Les satellites sont des objets à usage unique. S’ils sont obsolètes ou défaillants, ils sont déconnectés et laissés dans l’espace, car ils ne sont pas facilement réparables. Cette façon de procéder depuis le début de la conquête spatiale engendre un encombrement exponentiel des orbites autour de la Terre. Qu’arriverait-il donc si nous les laissions s’accumuler, ainsi que leurs débris, jusqu’en 2100 ? L’espace deviendrait-il un cimetière d’engins spatiaux jusqu’à bloquer net notre accès à l’espace ?
Tout un chacun imagine l’Univers de manière vaste et infini… difficile de l’imaginer surchargé de tout un tas d’objets. Pourtant, autour de notre planète, les satellites et autres débris spatiaux s’accumulent dangereusement, menaçant les satellites actifs, tout comme les vols spatiaux habités.

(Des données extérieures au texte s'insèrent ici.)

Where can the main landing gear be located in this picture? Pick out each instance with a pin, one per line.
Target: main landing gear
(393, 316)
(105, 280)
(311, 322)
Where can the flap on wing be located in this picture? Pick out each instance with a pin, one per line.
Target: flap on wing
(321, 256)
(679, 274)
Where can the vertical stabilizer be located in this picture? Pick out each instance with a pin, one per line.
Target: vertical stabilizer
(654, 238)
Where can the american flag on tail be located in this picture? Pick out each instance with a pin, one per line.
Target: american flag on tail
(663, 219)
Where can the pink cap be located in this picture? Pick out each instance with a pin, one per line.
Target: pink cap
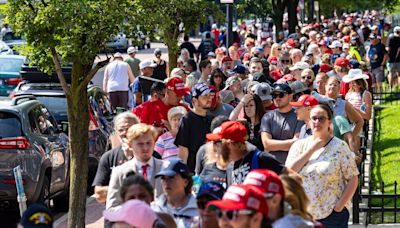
(134, 212)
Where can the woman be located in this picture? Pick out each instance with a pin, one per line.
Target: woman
(165, 144)
(358, 95)
(217, 79)
(328, 169)
(177, 199)
(253, 109)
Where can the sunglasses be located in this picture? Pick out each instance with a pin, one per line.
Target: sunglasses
(307, 77)
(320, 119)
(276, 95)
(232, 215)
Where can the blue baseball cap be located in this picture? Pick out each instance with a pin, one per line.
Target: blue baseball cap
(171, 167)
(200, 89)
(240, 69)
(211, 188)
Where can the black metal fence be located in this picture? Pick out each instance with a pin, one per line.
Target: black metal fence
(377, 209)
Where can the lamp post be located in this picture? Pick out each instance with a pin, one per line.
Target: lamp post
(229, 18)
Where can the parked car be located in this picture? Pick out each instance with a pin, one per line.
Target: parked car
(47, 90)
(29, 138)
(10, 67)
(5, 49)
(14, 41)
(118, 42)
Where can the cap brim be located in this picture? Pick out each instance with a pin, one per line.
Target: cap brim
(226, 205)
(213, 137)
(168, 173)
(182, 92)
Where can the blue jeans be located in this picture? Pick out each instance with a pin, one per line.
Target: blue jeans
(336, 219)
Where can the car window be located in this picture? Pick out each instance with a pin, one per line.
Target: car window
(43, 123)
(10, 125)
(10, 65)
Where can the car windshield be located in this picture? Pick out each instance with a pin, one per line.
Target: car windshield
(10, 65)
(56, 105)
(10, 126)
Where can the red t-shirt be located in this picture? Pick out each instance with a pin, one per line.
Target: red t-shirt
(156, 111)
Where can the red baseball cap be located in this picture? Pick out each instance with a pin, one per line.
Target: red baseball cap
(324, 68)
(305, 100)
(343, 62)
(239, 197)
(232, 130)
(266, 181)
(178, 86)
(226, 59)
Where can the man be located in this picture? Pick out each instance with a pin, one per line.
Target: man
(394, 57)
(377, 57)
(141, 139)
(297, 68)
(132, 61)
(217, 107)
(247, 204)
(206, 46)
(189, 46)
(117, 77)
(156, 112)
(280, 127)
(142, 84)
(157, 91)
(205, 69)
(194, 126)
(114, 157)
(233, 136)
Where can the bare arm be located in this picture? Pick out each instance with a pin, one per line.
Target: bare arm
(274, 144)
(183, 153)
(354, 117)
(347, 194)
(100, 193)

Concrètement, sur des altitudes basses, les satellites rencontrent plus fréquemment de petits satellites obsolètes. À des altitudes plus élevées, ils rencontrent des débris issus d’événements de fragmentation (lorsqu’un débris en rencontre un autre, produisant une multitude de débris plus petits).

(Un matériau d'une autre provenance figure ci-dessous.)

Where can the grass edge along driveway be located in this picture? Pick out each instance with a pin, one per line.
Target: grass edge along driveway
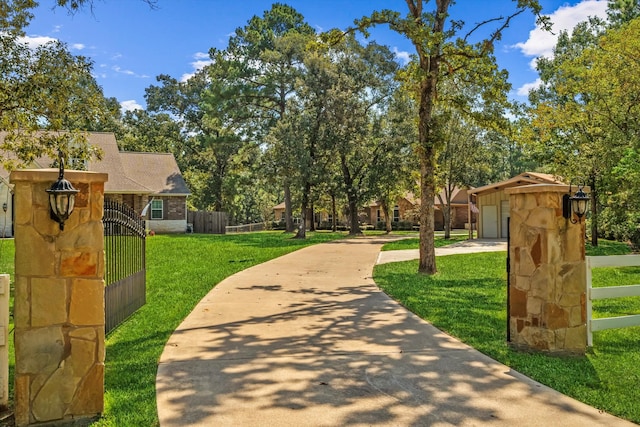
(181, 270)
(467, 299)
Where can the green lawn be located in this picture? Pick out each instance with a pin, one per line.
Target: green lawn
(413, 242)
(180, 271)
(467, 299)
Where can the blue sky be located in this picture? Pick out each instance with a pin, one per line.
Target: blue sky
(130, 44)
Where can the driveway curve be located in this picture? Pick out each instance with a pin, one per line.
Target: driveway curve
(309, 340)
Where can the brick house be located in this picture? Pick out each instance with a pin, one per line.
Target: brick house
(407, 209)
(150, 183)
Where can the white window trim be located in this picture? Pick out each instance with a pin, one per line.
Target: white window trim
(156, 209)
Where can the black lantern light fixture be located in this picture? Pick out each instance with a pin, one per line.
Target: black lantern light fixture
(62, 197)
(575, 203)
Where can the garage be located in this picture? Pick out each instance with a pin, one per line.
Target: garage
(493, 203)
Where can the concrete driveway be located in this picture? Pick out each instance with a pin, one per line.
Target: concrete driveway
(309, 340)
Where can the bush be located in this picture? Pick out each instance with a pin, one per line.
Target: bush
(623, 226)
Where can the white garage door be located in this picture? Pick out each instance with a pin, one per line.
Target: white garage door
(504, 216)
(490, 222)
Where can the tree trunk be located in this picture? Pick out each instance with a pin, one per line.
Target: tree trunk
(427, 263)
(334, 214)
(386, 209)
(594, 211)
(353, 214)
(430, 58)
(302, 228)
(288, 214)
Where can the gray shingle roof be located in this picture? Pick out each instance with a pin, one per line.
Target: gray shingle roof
(133, 172)
(130, 172)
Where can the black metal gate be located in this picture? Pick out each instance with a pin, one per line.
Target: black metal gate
(125, 272)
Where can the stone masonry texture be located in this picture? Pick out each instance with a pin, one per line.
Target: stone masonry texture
(59, 301)
(547, 291)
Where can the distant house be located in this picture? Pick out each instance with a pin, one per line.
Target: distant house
(407, 208)
(150, 183)
(493, 204)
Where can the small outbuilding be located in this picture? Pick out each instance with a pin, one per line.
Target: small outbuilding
(493, 204)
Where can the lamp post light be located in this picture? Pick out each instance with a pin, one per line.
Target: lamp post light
(575, 204)
(62, 197)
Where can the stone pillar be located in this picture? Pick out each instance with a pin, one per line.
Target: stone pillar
(59, 301)
(547, 293)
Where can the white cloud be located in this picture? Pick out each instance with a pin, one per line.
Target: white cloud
(186, 76)
(117, 69)
(524, 89)
(201, 60)
(565, 18)
(36, 41)
(541, 43)
(404, 56)
(130, 105)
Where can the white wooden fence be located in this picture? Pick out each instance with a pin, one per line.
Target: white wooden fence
(610, 292)
(4, 340)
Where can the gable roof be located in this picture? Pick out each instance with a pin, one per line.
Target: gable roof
(131, 172)
(525, 178)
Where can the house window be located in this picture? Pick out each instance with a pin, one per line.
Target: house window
(156, 209)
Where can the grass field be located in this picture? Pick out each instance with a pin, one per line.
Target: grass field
(467, 299)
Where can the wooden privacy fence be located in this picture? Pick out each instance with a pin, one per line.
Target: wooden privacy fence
(207, 222)
(125, 270)
(245, 228)
(594, 325)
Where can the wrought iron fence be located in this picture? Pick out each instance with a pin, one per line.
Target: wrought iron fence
(125, 268)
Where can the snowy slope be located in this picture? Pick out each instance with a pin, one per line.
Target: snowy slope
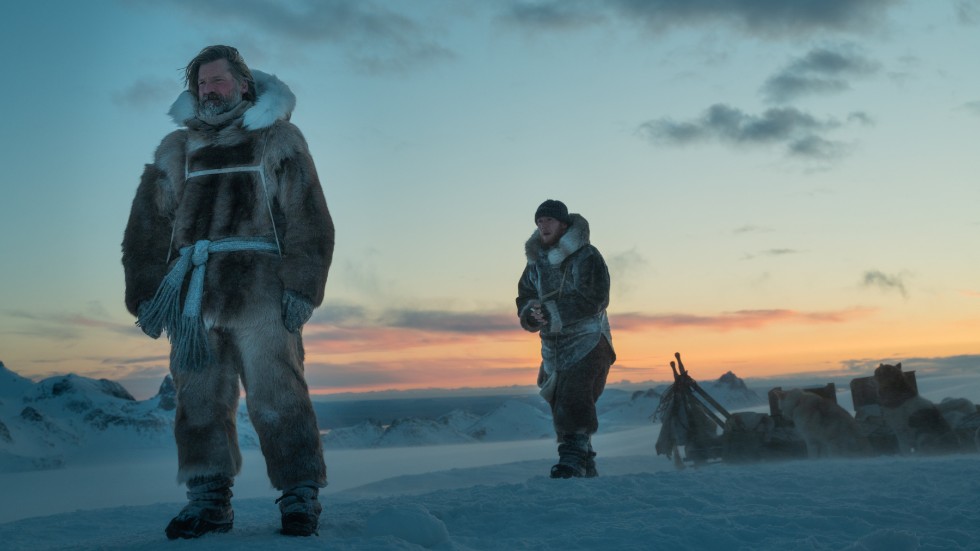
(884, 504)
(495, 495)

Et malheureusement, nous sommes de plus en plus dépendants des satellites dans de nombreux aspects de notre vie quotidienne, à commencer par Internet. Les années 2020 ont marqué le début d’une nouvelle ère dans le domaine des vols spatiaux, la mise en orbite et le déploiement de véritables constellations de satellites, grâce aux lanceurs de compagnies privées comme SpaceX.
La technologie requise pour ces grandes constellations de satellites est rapidement devenue plus fiable et plus compacte. En conséquence, les deux dernières années ont vu une augmentation du nombre de satellites commerciaux lancés dans l’espace proche de la Terre, la grande majorité étant de petits satellites pesant entre 100 et 1000 kg, selon l’ESA (Agence spatiale européenne).

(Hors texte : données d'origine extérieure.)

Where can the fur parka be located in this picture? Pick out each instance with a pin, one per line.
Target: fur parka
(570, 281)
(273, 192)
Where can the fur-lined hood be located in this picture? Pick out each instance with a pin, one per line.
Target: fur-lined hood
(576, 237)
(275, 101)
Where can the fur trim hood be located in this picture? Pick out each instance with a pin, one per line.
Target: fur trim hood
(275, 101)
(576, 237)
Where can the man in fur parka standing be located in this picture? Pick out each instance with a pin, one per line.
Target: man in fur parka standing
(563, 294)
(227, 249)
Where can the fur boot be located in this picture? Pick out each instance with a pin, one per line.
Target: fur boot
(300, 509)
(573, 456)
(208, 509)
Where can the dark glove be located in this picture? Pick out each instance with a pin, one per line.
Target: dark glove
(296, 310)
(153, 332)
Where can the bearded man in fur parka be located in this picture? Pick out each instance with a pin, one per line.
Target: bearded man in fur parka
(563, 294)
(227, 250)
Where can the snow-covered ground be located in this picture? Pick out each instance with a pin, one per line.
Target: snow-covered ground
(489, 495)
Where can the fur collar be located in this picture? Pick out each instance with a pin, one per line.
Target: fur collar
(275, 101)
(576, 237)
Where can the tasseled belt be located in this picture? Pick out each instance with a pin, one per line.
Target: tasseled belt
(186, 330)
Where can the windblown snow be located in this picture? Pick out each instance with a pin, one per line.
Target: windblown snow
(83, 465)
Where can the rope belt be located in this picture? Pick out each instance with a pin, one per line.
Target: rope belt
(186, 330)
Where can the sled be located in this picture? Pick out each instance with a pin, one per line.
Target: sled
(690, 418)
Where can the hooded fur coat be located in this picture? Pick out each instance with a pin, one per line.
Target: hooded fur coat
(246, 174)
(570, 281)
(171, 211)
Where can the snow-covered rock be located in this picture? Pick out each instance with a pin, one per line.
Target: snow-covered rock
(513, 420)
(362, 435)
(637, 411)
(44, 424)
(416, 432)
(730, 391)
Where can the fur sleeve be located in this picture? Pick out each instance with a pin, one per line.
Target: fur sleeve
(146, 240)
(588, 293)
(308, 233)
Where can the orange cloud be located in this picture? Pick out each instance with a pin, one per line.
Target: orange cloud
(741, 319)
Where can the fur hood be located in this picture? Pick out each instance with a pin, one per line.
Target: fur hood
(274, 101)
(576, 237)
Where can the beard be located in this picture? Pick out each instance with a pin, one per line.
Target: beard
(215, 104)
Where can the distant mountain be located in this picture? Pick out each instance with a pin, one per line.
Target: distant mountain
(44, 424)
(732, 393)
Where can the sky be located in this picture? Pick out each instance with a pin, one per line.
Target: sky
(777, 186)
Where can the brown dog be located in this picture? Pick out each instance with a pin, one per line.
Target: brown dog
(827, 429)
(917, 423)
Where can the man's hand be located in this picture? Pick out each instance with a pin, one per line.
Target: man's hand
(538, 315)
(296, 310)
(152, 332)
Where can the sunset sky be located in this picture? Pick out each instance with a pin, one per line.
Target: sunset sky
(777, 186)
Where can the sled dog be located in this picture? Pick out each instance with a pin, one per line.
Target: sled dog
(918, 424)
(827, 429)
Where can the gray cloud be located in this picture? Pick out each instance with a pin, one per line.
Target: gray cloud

L’espace devient de plus en plus chargé de débris spatiaux. D’ailleurs, en avril 2022, le satellite d’observation de la Terre Copernicus Sentinel-1A a dû modifier sa trajectoire afin d’éviter un fragment d’une fusée lancée il y a 30 ans.
Dans le scénario extrême où rien ne serait fait pour l’élimination des objets spatiaux inactifs, les orbites autour de la Terre deviendraient impossibles à franchir et les menaces de collision entre les satellites seraient décuplées, au risque d’un blackout sur toute la planète et des chutes fréquentes de débris.
Situation actuelle : une décharge spatiale ?
En plus de 60 ans d’activités spatiales, plus de 6050 lancements ont abouti à quelque 56 450 objets en orbite, dont environ 28 160 restent dans l’espace et sont régulièrement suivis par l’US Space Surveillance Network et maintenus dans leur listing, selon l’ESA. Ce dernier répertorie des objets d’environ 5 à 10 cm en orbite terrestre basse (LEO) et de 30 cm à 1 m à des distances géostationnaires (GEO). Seule une petite fraction — environ 4000, soit moins d’un tiers — sont des satellites intacts et opérationnels actuellement.
Cette grande quantité de matériel spatial a une masse totale de plus de 9300 tonnes. Environ 24% des objets catalogués sont des satellites, et environ 11% sont des étages supérieurs usés et des objets liés aux missions, tels que des adaptateurs de lancement et des coiffes.
Moriba Jah, professeur d’ingénierie aérospatiale de l’Université du Texas, est encore plus catégorique dans un article de 9News : « 90% des objets fabriqués par l’Homme actuellement en orbite autour de la Terre sont des déchets inutiles ». Il ajoute : « Ceux-ci vont devenir des dangers pour la vie humaine ».
De plus, on ne recense pas moins de 560 événements de fragmentation en orbite depuis 1961. Seuls 7 événements ont été associés à des collisions. D’ailleurs, la première collision enregistrée fut celle, en 1996, d’un débris de fusée Ariane avec le satellite militaire français CERISE lancé en 1995. Le débris heurta violemment l’antenne du satellite, la rompant nette et faisant culbuter le satellite. Ce fut une prise de conscience brutale de la situation préoccupante que représentent les débris spatiaux pour les missions en cours et futures.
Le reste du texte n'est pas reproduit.